Jodie hesitated outside the bright yellow door. ‘You go in first. You know them.’
‘It’s not true, you know,’ I said.
‘What?’
‘About the smell. Rose doesn’t smell of garlic. I’ve checked.’
Jodie pursed her lips. ‘I never said she did.’ All the same, she looked relieved. Yet, still, she hesitated.
‘It’s not true about her mum, either,’ I added.
Jodie looked shifty. ‘What about her mum?’
‘That she’s a drug dealer. I don’t know who made that one up.’‘You can’t be sure,’ Jodie said. ‘I heard the evidence. It sounded pretty convincing.
Anyway, we’re not worrying about that now. We just need to get on with it.’
I’d heard all the rumours about Rose over the years, but I’d never believed them. I didn’t think anybody did, really. But clearly, I was wrong. What about the one saying Rose liked to dance around her garden naked at Midsummer, pretending to be a witch? Or that she was the secret lovechild of a major rock star? Did Jodie believe those, too?
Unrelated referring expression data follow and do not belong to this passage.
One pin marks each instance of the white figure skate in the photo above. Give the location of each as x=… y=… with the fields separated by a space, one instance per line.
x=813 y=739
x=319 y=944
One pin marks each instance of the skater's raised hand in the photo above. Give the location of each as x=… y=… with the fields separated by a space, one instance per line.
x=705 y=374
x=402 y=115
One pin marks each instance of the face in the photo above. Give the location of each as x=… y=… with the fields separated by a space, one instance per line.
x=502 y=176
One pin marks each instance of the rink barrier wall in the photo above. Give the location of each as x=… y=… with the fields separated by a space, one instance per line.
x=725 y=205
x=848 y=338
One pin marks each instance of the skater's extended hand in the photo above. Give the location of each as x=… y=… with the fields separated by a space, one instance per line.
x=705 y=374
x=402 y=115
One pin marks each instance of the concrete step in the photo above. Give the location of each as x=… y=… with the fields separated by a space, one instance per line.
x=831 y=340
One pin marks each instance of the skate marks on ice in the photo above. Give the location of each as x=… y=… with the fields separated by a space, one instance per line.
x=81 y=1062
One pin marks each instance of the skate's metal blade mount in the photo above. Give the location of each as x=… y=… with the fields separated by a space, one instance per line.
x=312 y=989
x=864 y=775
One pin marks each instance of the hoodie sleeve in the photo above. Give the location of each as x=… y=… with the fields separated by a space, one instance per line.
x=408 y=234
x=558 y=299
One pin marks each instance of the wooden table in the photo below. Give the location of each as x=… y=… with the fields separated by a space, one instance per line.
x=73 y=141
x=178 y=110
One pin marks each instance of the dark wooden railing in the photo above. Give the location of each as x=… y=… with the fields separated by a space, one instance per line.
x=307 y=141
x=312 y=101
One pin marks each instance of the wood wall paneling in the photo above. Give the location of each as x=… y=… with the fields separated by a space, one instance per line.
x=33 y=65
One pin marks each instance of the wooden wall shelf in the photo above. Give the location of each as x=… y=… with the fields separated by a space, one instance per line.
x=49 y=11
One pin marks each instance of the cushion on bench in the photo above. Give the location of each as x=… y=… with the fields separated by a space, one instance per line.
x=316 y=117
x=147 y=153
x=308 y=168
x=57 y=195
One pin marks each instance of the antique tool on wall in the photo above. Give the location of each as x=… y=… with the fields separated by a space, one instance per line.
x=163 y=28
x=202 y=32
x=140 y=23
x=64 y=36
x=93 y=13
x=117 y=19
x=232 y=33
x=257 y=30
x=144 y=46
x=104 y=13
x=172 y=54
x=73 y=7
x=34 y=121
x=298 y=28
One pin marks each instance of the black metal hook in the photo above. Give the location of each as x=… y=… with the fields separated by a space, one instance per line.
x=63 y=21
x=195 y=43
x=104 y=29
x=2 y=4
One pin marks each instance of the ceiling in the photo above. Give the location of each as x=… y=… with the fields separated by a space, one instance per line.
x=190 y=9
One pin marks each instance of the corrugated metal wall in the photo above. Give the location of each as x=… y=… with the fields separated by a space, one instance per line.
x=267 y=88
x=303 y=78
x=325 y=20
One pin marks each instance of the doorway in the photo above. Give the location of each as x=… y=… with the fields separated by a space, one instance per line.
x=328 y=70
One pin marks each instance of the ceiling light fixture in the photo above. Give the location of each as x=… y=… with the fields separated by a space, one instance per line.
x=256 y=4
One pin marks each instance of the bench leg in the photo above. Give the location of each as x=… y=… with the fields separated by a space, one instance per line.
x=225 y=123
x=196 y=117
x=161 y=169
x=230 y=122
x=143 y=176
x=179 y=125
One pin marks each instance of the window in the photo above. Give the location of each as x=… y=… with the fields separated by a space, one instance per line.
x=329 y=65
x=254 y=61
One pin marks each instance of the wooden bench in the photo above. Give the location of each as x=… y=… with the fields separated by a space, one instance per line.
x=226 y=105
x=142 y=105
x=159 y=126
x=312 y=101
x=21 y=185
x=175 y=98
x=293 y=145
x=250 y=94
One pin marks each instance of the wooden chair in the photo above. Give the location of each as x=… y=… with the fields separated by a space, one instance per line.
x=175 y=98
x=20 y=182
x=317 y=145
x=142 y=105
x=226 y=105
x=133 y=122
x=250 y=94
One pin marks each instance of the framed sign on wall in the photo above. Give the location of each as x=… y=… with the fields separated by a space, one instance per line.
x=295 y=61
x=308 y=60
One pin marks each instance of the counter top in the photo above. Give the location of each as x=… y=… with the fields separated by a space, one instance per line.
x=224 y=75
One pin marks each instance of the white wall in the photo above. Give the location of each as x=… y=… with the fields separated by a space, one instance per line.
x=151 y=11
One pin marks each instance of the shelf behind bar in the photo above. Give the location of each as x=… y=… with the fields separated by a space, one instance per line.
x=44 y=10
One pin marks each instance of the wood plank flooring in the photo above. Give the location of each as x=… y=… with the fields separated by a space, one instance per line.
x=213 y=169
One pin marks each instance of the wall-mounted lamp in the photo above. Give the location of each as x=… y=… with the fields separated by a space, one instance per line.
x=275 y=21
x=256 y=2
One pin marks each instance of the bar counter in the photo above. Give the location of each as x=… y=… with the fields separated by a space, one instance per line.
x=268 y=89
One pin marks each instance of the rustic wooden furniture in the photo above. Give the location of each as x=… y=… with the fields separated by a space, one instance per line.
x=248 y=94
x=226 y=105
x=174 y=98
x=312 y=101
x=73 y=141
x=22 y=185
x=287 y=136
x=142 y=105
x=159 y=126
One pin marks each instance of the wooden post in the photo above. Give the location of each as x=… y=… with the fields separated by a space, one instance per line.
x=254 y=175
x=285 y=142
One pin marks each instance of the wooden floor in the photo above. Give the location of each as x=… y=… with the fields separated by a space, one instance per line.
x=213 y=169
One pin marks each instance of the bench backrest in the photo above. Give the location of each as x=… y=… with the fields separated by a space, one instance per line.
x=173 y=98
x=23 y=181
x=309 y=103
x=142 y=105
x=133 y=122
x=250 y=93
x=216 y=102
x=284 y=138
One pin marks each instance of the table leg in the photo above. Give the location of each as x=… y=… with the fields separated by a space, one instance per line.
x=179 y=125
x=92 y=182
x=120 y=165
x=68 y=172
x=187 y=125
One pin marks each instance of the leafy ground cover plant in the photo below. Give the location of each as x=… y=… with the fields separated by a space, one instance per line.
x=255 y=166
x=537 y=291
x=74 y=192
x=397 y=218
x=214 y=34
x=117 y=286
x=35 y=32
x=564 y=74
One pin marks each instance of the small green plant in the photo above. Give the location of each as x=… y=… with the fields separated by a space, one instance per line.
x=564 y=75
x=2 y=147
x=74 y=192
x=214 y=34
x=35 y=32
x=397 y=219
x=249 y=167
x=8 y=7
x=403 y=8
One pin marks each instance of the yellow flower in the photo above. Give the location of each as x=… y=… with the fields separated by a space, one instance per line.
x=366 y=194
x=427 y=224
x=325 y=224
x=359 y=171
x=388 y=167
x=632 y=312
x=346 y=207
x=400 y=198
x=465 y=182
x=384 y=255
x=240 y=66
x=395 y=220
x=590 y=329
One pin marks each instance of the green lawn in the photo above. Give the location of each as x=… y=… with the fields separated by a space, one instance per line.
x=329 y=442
‘She’s just … unusual, OK?‘ I said, in a last-ditch effort to calm Jodie down. We’d never get the band going if she constantly looked nervous that one of her backing singers was going to strip naked and force-feed her drugs or magic potions. Also, it wasn’t just about the band. I’d seen some of what Rose had gone through over the years. I didn’t want her to go through more of it because me. But I knew what Jodie had riding on this meeting and I hoped I could trust her to behave.
‘Yeah – weird, unusual, whatever,’ Jodie snapped. ‘As long as she can sing and play.’
‘You know she can. You told me, remember?’
Jodie nodded uncertainly, and finally I pushed open the door. A plump-faced, kindly woman with her red hair piled in a messy bun looked up from the narrow table where she sat organising nail varnish pots, and smiled hello. Her dangly earrings shimmered as she moved her head, and the bangles on her arms clinked as she waved us in.
‘Sasha Bailey! I haven’t seen you in ages. Come to get your nails done with your friend? I could do you a special rate, if you like.’ She indicated two chairs opposite her. ‘We’re very quiet today.’
‘Actually, it’s Rose we were after,’ I said, hoping the size of my smile outdid the acid look on Jodie’s face. ‘We’ve got a proposition for her.’
Mrs Ireland looked surprised and delighted. From what I knew at school, I imagined people didn’t call for Rose very often.
‘Well, isn’t that lovely? In you go then. Through that door and up the stairs. Door on the right. I’ll put the kettle on.’
Unlike us, Rose and her mum lived in the flat above the shop, which had been built about the time that Jane Austen’s characters were alive. Or alive to me, anyway. Mum always said I took my fiction too seriously. There was a set of narrow and rickety stairs, leading to an upper floor with a low ceiling and walls that seemed to lean in towards the landing, like a playing-card house.
Rose’s door was shut, so I knocked, gently. No answer. So I knocked again, harder. Eventually Jodie brushed past me and bashed on the door with her fist.
‘Are you in there, Rose?’
We heard footsteps padding across the floor and a
[And there it ends. I gave up on it and tried again. Different choices. Another road in the wood.]